After these two things you'll see a new error, you need to define an Applicative instance because class Applicative m => Monad m.
EDIT:
You wrote:
instance Monad Parser where
(>>=) :: Parser a -> (a -> Parser b) -> Parser b -- This is a type signature
p >>= f = P (\inp -> case parse p inp of -- This is the definition
[] -> []
[(v,out)] -> parse (f v) out)
The first problem was the type signature, which I noted via a comment above. Remove it:
instance Monad Parser where
p >>= f = P (\inp -> case parse p inp of -- This is the definition
[] -> []
[(v,out)] -> parse (f v) out)
The second problem was the indentation.
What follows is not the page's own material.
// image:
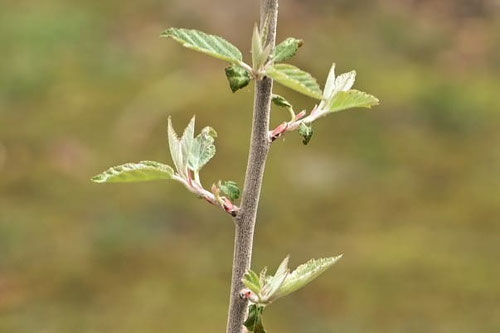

You must indent member function defintions (or use curly braces, but that is an uncommon style):
instance Monad Parser where
p >>= f = P (\inp -> case parse p inp of
[] -> []
[(v,out)] -> parse (f v) out)
Now you get a new error saying you need an applicative instance. So you'd need:
instance Applicative Parser where
pure = ...
(<*>) = ...
And even after that it will tell you to write an instance for Functor.